I wonder how many visitors to Key West realize they are visiting an island that was once a foreign nation.

According to my local friends, the US Border Patrol, in 1982, set up a roadblock and inspection point on US-1 just south of Florida City. Vehicles were stopped and searched for narcotics and illegal immigrants. The Key West City Council complained repeatedly about the inconvenience for travelers to and from Key West, claiming that it hurt the Keys’ important tourism industry. The City Council’s complaints went unanswered by the U.S. federal government, and attempts to get an injunction against the roadblock failed in court. As a form of protest Mayor Dennis Wardlow and the Council declared Key West’s independence on April 23, 1982. In the eyes of the Council, since the U.S. federal government had set up the equivalent of a border station as if they were a foreign nation, they might as well become one. As many of the local citizens were referred to as Conchs, the nation took the name of the Conch Republic.

On April 23rd Mayor Wardlow was proclaimed Prime Minister of the Republic, and immediately declared war against the United States. The Conch Republic Flag was raised over City Hall and the schooner Western Union, under the command of Captain John Kraus, went forth into the harbor and attacked the Coast Guard Cutter Diligence with water balloons, Conch fritters, and stale Cuban bread. The Diligence fought back with fire hoses and thus commenced the Great Battle of the Conch Republic. Prime Minister Wardlow surrendered and demanded foreign aid (which they are still waiting for).

Although the US government never recognized the independence of Key West, the border checkpoint was closed and the Conch Republic was born – at least as a marketing strategy.

In 1995, it was reported that the 478th Civil Affairs Battalion of the United States Army Reserve was to conduct a training exercise simulating an invasion of a foreign island. They were to land on Key West and conduct affairs as if the islanders were foreign. However, no one from the 478th notified Conch officials of the exercise.

Seeing another chance at publicity, Wardlow and the forces behind the 1982 Conch Republic secession mobilized the island for a full-scale war (in the Conch Republic, this involved firing water cannons from fireboats and hitting people with stale Cuban bread), and protested to the Department of Defense for arranging this exercise without consulting the City of Key West.

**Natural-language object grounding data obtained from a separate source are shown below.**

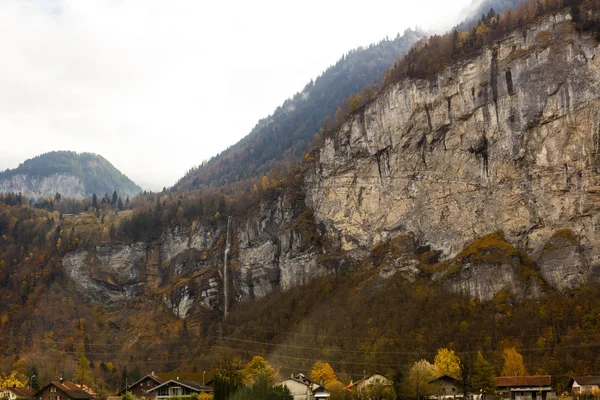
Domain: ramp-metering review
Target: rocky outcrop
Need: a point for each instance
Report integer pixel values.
(274, 249)
(508, 141)
(467, 179)
(108, 273)
(35, 187)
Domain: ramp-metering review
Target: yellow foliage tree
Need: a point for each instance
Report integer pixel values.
(256, 368)
(513, 363)
(264, 183)
(446, 363)
(336, 389)
(417, 383)
(322, 373)
(12, 380)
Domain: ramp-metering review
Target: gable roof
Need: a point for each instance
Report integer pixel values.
(69, 388)
(527, 381)
(585, 380)
(20, 391)
(193, 385)
(151, 376)
(445, 378)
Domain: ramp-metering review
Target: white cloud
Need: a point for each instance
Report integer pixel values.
(158, 86)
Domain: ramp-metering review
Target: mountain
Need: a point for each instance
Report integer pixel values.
(68, 173)
(457, 208)
(477, 8)
(287, 133)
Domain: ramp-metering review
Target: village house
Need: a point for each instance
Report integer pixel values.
(538, 387)
(176, 388)
(61, 390)
(141, 388)
(303, 388)
(361, 385)
(11, 393)
(445, 387)
(584, 384)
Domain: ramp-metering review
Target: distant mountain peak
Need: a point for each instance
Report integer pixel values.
(71, 174)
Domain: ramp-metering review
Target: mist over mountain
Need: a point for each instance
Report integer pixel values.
(68, 173)
(287, 133)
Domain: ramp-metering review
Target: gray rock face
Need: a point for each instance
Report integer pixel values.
(109, 274)
(483, 281)
(562, 261)
(506, 141)
(273, 253)
(34, 187)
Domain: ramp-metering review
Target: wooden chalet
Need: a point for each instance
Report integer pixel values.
(303, 388)
(446, 387)
(178, 388)
(11, 393)
(537, 387)
(61, 390)
(584, 384)
(141, 388)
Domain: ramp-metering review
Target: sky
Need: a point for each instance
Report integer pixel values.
(158, 86)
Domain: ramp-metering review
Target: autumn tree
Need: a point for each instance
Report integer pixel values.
(322, 373)
(336, 389)
(84, 374)
(256, 368)
(483, 375)
(417, 383)
(378, 391)
(513, 363)
(465, 372)
(447, 363)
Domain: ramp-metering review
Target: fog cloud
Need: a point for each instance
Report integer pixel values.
(158, 86)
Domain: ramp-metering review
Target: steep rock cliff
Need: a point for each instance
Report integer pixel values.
(508, 141)
(34, 187)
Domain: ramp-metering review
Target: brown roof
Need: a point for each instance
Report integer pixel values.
(527, 381)
(151, 376)
(71, 389)
(21, 391)
(585, 380)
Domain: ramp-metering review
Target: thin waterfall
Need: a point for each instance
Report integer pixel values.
(227, 247)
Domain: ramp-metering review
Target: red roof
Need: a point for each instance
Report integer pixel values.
(526, 381)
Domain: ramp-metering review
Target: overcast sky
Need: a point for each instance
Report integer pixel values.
(158, 86)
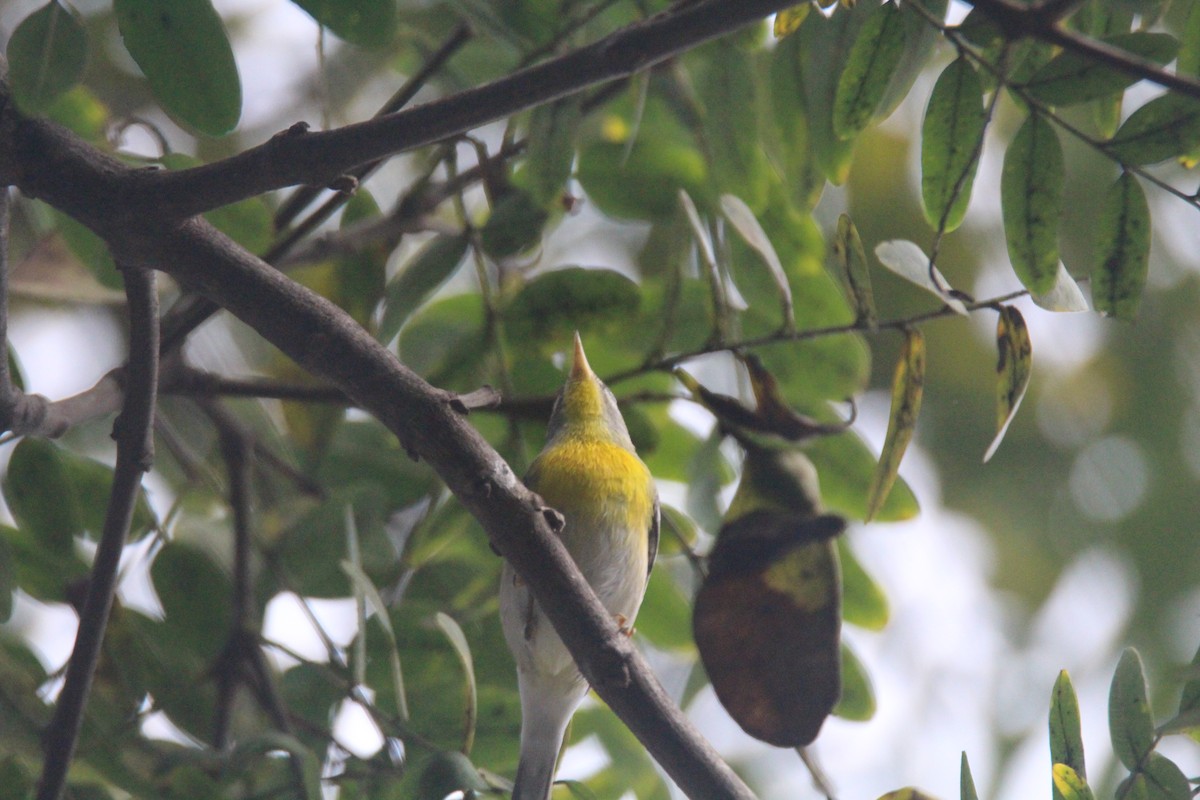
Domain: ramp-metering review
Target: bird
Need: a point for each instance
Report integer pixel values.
(589, 471)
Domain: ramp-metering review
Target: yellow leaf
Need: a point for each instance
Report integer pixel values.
(787, 20)
(1013, 368)
(906, 391)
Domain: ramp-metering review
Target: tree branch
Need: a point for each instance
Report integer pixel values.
(65, 172)
(1042, 22)
(298, 156)
(135, 452)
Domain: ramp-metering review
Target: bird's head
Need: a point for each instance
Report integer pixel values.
(586, 407)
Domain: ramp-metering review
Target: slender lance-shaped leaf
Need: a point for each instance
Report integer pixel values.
(966, 782)
(1122, 257)
(1065, 296)
(857, 701)
(949, 144)
(363, 584)
(1066, 739)
(1188, 719)
(462, 649)
(1188, 64)
(1165, 780)
(1165, 127)
(1073, 78)
(789, 20)
(847, 248)
(47, 54)
(863, 602)
(1031, 199)
(184, 52)
(1013, 367)
(906, 391)
(1069, 785)
(432, 266)
(361, 22)
(909, 260)
(1131, 725)
(873, 60)
(743, 218)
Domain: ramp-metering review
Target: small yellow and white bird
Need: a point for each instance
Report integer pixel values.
(591, 473)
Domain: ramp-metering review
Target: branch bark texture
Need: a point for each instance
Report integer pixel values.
(145, 218)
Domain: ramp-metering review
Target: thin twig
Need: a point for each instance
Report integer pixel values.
(135, 453)
(1042, 22)
(235, 452)
(6, 389)
(299, 156)
(305, 194)
(858, 326)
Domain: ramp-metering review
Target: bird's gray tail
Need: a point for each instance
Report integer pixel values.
(544, 720)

The leaders of the 478th issued an apology the next day, saying they “in no way meant to challenge or impugn the sovereignty of the Conch Republic”, and submitted to a surrender ceremony on September 22.

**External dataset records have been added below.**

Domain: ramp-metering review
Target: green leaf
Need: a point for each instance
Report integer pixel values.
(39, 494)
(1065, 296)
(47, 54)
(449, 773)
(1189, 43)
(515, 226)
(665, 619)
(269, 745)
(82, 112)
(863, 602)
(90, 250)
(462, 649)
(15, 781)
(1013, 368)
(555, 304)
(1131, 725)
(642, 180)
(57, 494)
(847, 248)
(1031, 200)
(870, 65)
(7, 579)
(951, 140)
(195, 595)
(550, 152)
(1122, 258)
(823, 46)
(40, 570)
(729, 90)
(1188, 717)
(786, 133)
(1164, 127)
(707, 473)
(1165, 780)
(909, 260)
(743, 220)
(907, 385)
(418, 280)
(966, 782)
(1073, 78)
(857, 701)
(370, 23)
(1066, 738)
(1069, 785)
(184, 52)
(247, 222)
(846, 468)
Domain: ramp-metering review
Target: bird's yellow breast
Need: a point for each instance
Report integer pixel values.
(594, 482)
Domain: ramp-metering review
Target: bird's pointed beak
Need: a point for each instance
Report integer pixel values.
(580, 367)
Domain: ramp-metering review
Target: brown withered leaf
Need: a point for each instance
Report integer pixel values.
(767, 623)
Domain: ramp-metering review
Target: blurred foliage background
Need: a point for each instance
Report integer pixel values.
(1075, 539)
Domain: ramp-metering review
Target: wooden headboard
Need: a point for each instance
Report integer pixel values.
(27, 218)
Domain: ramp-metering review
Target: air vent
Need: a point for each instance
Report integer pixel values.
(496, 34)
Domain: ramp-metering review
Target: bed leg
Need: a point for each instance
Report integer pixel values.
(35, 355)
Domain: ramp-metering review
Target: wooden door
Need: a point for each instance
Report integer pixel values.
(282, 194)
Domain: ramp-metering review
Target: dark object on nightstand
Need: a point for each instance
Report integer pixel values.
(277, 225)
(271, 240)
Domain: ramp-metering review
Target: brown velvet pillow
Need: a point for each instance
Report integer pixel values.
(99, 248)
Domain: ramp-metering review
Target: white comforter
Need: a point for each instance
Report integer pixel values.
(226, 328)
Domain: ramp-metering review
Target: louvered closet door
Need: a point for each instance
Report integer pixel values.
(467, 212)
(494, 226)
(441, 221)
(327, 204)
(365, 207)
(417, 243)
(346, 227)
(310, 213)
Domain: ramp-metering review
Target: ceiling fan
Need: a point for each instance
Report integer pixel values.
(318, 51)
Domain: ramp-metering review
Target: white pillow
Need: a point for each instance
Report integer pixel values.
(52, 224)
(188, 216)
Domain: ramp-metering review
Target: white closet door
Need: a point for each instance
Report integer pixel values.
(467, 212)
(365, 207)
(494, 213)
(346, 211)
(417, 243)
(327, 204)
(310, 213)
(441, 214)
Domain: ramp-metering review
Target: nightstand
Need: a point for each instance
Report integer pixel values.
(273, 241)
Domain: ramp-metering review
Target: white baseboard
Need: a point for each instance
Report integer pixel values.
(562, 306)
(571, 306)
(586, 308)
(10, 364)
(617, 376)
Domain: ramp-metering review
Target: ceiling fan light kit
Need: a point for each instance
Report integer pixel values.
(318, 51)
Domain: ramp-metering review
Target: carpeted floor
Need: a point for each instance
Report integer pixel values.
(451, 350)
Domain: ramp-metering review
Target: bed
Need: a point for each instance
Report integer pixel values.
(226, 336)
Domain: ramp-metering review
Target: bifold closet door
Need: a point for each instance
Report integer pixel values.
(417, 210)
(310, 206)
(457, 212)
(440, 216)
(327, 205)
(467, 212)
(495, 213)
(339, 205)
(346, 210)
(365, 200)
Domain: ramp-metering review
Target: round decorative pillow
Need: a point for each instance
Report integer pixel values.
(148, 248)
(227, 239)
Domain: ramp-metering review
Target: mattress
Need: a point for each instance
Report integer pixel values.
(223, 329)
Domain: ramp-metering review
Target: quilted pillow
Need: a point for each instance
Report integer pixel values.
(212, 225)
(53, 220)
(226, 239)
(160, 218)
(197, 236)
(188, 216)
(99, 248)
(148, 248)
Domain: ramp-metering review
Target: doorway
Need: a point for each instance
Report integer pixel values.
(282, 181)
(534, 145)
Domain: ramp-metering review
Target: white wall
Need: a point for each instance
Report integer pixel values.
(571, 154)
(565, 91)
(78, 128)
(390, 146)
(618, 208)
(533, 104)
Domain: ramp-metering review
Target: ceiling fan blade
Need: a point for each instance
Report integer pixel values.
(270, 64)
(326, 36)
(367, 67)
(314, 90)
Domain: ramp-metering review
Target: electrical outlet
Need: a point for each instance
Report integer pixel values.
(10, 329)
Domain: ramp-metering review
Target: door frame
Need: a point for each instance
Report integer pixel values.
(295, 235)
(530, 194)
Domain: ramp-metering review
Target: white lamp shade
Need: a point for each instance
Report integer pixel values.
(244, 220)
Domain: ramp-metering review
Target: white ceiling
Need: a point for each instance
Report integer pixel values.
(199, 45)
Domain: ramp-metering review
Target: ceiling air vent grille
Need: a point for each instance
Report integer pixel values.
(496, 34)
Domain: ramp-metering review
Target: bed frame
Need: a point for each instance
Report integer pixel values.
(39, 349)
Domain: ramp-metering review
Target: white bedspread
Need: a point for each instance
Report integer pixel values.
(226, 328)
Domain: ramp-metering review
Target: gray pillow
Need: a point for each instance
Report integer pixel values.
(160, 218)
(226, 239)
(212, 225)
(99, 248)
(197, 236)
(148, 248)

The Conch Republic actively maintains an Army, Navy, and Air Force whose primary duties are to help re-enact the Great Sea Battle of 1982 and the retaking of Fort Zachary Taylor. The Navy comprises no fewer than 10 civilian boats and the schooner Wolf under the command of Admiral Finbar Gittelman.

Admiral Finbar Gittleman

The Army consists of the 1st Conch Artillery, garrisoned in Fort Taylor. The Conch Republic Air Force has more than a dozen appointed aircraft in its fleet.

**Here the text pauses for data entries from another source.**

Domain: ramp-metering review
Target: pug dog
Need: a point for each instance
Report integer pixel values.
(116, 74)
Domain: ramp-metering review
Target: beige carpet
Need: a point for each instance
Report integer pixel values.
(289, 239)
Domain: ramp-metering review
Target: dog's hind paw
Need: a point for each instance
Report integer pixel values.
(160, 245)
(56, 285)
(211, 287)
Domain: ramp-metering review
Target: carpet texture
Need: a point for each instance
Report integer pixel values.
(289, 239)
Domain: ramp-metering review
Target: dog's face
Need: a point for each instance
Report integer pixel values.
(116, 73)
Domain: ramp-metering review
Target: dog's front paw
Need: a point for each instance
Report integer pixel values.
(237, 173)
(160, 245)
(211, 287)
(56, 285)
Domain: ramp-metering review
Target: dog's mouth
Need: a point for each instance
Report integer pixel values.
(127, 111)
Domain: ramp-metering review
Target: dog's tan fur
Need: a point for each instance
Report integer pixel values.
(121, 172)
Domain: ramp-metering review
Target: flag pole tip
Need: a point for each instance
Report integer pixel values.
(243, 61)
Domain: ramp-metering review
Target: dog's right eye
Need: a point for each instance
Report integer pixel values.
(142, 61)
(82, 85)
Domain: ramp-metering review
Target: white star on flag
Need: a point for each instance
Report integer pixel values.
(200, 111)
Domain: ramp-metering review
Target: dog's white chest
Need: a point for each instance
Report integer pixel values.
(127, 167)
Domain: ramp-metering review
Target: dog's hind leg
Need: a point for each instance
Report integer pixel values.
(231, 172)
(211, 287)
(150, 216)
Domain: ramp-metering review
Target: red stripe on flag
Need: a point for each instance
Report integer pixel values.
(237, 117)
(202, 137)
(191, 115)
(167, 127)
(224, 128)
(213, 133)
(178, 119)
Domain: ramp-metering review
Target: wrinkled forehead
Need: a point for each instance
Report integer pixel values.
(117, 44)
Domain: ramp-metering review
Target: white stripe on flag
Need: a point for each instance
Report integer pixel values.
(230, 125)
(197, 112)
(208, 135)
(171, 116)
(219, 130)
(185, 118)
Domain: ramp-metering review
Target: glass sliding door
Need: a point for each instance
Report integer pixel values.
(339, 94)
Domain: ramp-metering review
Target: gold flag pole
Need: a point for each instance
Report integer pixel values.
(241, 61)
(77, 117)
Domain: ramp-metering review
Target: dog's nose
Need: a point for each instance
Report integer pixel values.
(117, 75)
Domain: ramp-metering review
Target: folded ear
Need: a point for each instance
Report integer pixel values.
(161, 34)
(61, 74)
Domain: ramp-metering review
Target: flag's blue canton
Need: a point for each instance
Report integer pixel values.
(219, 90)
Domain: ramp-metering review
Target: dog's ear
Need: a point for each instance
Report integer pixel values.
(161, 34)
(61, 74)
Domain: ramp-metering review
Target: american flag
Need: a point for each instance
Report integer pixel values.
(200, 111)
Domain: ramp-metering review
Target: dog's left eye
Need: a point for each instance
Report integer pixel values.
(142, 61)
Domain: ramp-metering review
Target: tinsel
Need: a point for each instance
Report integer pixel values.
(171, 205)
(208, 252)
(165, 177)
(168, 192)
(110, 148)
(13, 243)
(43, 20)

The Conch Republic celebrates Independence Day every April 23 as part of a week-long festival of activities involving numerous businesses in Key West. The organization — a “Sovereign State of Mind”, seeking only to bring more “Humor, Warmth and Respect” to a world in sore need of all three according to its Secretary General, Peter Anderson — is a key tourism booster for the area.

Through their website, the Republic issues souvenir passports. These are issued as souvenirs, but some have evidently bought them in the mistaken belief they are legitimate travel and identity documents.

The Conch Republic is alive and well in Key West. When you visit Key West you see all kinds of references to the “Conch Republic.” Most tourists write it off as a quirky nickname. Very few of them understand the Conch Republic is real – well, sort of.

As a result of my volunteer work on the Coast Guard Cutter Ingham Museum it was my honor and privilege to be certified as a Deck Officer in the Navy of the Conch Republic. Yes, Key West is a unique place to visit and I encourage you to put it on your list of places to explore!